Cloud for Virtualization Engineers: Breaking Free from the Non-Volatile Ball & Chain

The concepts discussed in this article can apply to VMware vCloud Director, CloudStack, or other IaaS platform. This article is meant to provide design considerations in the planning stage of rolling out an IaaS solution. Garbage in, garbage out, so let's think smarter.

In the first article of this series, “CloudStack for Virtualization Engineers - A New Series from ThinKVIRT,” I discussed some of the key technologies, both open source and proprietary.  I also outlined a few technologies that will be covered in this series, including:

  • OpenStack Swift as an object-storage layer
  • Citrx CloudStack as an IaaS layer managing a vSphere, et al. environment
  • VMware Cloud Foundry as a PaaS layer on top of the IaaS

This first article touched on, “abstracting the Operating System” due to an, “increasing importance of the apps that an organization uses and the decreasing importance of the operating system.”  This is an important concept to understand as it is a cornerstone of designing a cloud solution.  This article will discuss why the abstraction of the underlying operating system instance from the application or service provided is a concept of paramount importance.  This will be covered in even greater detail.

The concept of volatility, as discussed in this article, is not something proprietary to a CloudStack or VMware vCloud Director-based solution.

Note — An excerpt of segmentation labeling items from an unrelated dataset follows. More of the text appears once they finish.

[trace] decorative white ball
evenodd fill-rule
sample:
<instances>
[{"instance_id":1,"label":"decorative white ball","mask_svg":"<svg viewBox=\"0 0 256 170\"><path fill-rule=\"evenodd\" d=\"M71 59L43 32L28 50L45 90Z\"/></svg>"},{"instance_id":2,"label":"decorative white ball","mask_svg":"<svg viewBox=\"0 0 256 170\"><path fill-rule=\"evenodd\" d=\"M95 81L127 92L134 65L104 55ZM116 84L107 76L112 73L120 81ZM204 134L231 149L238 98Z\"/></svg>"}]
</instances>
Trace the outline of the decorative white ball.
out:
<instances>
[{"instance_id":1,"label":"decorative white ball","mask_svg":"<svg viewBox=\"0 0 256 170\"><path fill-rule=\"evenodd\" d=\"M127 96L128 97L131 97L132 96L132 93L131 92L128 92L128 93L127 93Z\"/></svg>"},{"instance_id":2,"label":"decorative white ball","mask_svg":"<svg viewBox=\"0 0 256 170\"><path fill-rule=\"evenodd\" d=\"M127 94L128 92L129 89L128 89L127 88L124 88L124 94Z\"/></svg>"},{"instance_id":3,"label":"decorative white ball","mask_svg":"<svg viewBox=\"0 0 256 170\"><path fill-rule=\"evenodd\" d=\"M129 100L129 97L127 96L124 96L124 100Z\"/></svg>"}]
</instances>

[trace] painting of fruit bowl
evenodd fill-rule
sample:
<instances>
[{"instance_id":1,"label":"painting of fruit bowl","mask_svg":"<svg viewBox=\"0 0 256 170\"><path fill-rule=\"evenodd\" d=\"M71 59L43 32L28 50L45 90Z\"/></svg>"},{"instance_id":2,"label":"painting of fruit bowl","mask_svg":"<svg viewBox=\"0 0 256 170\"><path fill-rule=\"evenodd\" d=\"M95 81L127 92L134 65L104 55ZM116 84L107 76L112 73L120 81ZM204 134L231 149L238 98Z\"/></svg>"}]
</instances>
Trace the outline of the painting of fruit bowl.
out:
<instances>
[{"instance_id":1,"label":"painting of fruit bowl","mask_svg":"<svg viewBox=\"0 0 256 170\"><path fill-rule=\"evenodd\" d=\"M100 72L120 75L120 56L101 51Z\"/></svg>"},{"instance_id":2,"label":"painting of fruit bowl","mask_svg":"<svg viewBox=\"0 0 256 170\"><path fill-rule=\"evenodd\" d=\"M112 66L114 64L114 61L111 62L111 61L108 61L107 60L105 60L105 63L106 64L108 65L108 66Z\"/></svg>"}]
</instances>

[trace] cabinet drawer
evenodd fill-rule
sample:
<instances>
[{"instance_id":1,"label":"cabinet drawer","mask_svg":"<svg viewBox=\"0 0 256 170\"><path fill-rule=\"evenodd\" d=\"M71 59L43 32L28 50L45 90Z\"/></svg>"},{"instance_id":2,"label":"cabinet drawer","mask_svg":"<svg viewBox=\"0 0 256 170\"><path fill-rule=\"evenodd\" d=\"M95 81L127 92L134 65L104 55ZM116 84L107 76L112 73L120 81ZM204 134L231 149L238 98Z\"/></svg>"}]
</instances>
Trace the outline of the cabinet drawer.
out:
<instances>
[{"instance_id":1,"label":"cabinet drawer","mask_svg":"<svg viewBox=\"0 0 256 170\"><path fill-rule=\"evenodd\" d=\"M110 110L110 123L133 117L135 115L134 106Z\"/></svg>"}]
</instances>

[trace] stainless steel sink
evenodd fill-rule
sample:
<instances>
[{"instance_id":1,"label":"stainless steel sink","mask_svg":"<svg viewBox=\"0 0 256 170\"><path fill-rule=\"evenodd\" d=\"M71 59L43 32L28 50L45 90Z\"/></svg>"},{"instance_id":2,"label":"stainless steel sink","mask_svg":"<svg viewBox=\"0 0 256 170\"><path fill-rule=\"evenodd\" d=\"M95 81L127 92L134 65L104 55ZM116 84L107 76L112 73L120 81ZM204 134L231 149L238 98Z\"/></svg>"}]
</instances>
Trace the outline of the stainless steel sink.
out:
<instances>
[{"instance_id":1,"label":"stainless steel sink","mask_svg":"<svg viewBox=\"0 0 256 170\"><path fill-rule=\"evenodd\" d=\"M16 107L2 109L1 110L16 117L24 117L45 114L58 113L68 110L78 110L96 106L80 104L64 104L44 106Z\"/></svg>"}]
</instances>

It is a consideration that should be made when designing your internal IaaS solution as well as how external IaaS providers will be leveraged.

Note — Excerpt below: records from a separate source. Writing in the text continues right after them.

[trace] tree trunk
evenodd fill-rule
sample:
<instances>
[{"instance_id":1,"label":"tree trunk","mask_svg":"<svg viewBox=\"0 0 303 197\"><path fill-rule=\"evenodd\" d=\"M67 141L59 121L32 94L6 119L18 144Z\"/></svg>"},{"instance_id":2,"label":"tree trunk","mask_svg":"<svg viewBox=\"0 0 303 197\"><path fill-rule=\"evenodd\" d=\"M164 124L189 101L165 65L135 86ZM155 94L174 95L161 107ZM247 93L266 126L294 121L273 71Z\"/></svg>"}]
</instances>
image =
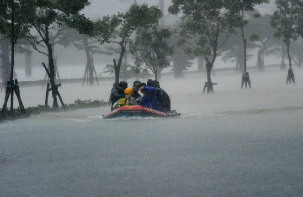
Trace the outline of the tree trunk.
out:
<instances>
[{"instance_id":1,"label":"tree trunk","mask_svg":"<svg viewBox=\"0 0 303 197\"><path fill-rule=\"evenodd\" d=\"M243 53L244 53L244 73L246 73L246 39L245 37L244 27L241 27L241 33L243 43Z\"/></svg>"},{"instance_id":2,"label":"tree trunk","mask_svg":"<svg viewBox=\"0 0 303 197\"><path fill-rule=\"evenodd\" d=\"M289 63L289 69L291 69L291 59L290 58L290 55L289 55L289 45L290 43L286 43L286 47L287 49L287 56L288 57L288 62Z\"/></svg>"},{"instance_id":3,"label":"tree trunk","mask_svg":"<svg viewBox=\"0 0 303 197\"><path fill-rule=\"evenodd\" d=\"M90 81L90 85L94 85L94 68L93 67L93 60L92 59L92 56L90 51L90 48L89 47L89 42L88 41L88 38L85 37L83 40L85 54L86 55L86 67L89 74L89 78Z\"/></svg>"},{"instance_id":4,"label":"tree trunk","mask_svg":"<svg viewBox=\"0 0 303 197\"><path fill-rule=\"evenodd\" d=\"M29 51L30 46L27 45L26 49ZM25 52L25 74L26 77L31 77L31 53L30 52Z\"/></svg>"},{"instance_id":5,"label":"tree trunk","mask_svg":"<svg viewBox=\"0 0 303 197\"><path fill-rule=\"evenodd\" d=\"M57 87L55 83L55 66L54 65L54 59L53 58L53 50L52 49L52 44L49 43L49 32L46 31L46 44L48 47L49 65L50 69L50 82L51 82L51 87L52 88L52 95L54 102L53 103L53 108L59 108L58 105L58 100L57 100Z\"/></svg>"},{"instance_id":6,"label":"tree trunk","mask_svg":"<svg viewBox=\"0 0 303 197\"><path fill-rule=\"evenodd\" d=\"M212 82L211 81L211 78L210 78L210 74L211 73L211 68L212 68L212 64L209 61L206 63L206 70L207 71L207 83L208 85L207 86L207 93L210 93L211 90L210 86L212 85Z\"/></svg>"},{"instance_id":7,"label":"tree trunk","mask_svg":"<svg viewBox=\"0 0 303 197\"><path fill-rule=\"evenodd\" d=\"M121 64L122 64L122 60L123 60L123 57L125 52L125 48L123 44L120 44L121 46L121 53L120 53L120 57L119 57L119 61L118 64L116 65L116 60L114 60L114 67L115 67L115 82L116 84L119 84L119 75L120 74L120 68L121 67Z\"/></svg>"},{"instance_id":8,"label":"tree trunk","mask_svg":"<svg viewBox=\"0 0 303 197\"><path fill-rule=\"evenodd\" d=\"M1 51L2 53L2 81L3 85L6 85L6 83L10 80L10 68L11 64L10 62L10 45L9 42L4 40L2 44Z\"/></svg>"},{"instance_id":9,"label":"tree trunk","mask_svg":"<svg viewBox=\"0 0 303 197\"><path fill-rule=\"evenodd\" d=\"M198 58L198 71L202 73L204 71L204 61L201 57Z\"/></svg>"}]
</instances>

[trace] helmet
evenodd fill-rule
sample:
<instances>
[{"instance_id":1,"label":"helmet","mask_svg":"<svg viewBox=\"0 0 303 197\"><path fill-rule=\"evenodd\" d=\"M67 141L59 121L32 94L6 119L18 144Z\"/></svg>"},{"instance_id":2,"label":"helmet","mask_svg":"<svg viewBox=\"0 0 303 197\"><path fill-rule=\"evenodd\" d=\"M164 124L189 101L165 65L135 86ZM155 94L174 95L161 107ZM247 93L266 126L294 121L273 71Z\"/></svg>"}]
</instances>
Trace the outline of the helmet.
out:
<instances>
[{"instance_id":1,"label":"helmet","mask_svg":"<svg viewBox=\"0 0 303 197\"><path fill-rule=\"evenodd\" d=\"M126 94L132 96L133 94L134 93L134 90L133 89L133 88L127 87L124 90L124 93Z\"/></svg>"},{"instance_id":2,"label":"helmet","mask_svg":"<svg viewBox=\"0 0 303 197\"><path fill-rule=\"evenodd\" d=\"M125 89L126 87L127 87L127 83L126 81L120 81L120 83L119 83L118 86L123 87L123 89Z\"/></svg>"}]
</instances>

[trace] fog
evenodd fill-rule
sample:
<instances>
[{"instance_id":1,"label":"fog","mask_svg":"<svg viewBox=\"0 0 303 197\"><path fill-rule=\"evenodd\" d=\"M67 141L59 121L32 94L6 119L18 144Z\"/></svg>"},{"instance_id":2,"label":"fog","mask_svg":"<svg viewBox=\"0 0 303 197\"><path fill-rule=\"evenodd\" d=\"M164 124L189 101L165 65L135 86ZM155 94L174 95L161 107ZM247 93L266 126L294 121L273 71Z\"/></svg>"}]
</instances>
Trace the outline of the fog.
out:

Werner Vogels' presentation at AWS Gov Summit 2011 discussed the advantages of instance volatility, such a significantly lower price per instance and the importance of time-to-market. Casey Coleman, the keynote speaker, also discussed how her agency is realizing very significant cost savings by adopting the use of cloud computing in various forms (IaaS, PaaS, SaaS).

Are You Ready for Cloud?

There you are at your desk, the king of virtualization at your organization and your boss, or your boss’ boss, just read the latest article on cloud and is now demanding that you put your cloud strategy together.  You’re the, “VMware ninja,” the “virtualization rockstar,” regular VMware tweeter, and in some cases a recognized, “VMware vExpert.”  Surely the future of the organization’s cloud strategy rests upon your shoulders, but are you prepared to change the way you think of virtual machines and the services they provide?

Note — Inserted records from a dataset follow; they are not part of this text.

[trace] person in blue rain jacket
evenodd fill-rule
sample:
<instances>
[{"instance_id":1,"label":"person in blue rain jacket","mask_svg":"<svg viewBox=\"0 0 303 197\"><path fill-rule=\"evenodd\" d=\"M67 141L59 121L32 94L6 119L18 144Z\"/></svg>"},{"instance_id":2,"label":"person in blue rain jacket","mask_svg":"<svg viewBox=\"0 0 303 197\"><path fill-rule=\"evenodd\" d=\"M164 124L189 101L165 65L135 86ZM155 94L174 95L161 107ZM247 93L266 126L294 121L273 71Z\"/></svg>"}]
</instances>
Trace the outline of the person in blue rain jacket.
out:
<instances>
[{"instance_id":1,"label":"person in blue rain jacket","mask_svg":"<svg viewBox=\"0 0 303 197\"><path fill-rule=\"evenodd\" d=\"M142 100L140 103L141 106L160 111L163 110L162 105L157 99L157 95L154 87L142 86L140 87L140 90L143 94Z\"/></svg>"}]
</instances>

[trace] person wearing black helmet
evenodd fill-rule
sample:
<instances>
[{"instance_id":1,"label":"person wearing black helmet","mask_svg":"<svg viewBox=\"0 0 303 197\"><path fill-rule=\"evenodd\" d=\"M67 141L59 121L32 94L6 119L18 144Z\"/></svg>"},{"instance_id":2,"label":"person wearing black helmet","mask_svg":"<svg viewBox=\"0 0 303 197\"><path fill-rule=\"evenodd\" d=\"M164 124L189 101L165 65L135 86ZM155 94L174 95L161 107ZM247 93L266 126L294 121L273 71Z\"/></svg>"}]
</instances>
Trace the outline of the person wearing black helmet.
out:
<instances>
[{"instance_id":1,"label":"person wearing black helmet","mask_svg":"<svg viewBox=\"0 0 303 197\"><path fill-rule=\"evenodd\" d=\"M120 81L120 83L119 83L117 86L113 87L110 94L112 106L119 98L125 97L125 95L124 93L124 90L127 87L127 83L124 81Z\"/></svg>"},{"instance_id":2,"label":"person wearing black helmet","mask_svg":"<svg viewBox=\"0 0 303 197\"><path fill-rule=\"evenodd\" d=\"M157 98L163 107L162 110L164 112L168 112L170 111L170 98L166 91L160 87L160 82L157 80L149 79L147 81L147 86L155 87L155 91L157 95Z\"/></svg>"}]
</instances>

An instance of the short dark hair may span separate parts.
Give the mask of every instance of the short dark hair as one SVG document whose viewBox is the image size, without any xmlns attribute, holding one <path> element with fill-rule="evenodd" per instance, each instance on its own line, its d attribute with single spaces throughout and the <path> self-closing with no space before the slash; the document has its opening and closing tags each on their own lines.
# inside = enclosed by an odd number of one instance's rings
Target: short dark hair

Let’s start by calling them instances.  One of the techniques I use when I talk cloud, especially with seasoned virtualization (typically VMware-focused) professionals is that I use Amazon-esque lingo as much as possible.  Why?  The first step to thinking differently is to change the conversation.  Cloud is not server virtualization.

From an IaaS perspective, it’s possible you aren’t ready for cloud and instead you’re ready for a smarter way of doing server virtualization.  If you’re looking to simply automate virtual machine lifecycle and not change the way you design solutions, cloud is not for you (yet).

Let’s pretend we know nothing of VMware, we don’t design DRS clusters, and we aren’t in VMware vCenter 10 hours a day.  Instead, let’s pretend we’ve been asked to build a new environment completely in AWS.

Why Do We Keep Talking About Amazon?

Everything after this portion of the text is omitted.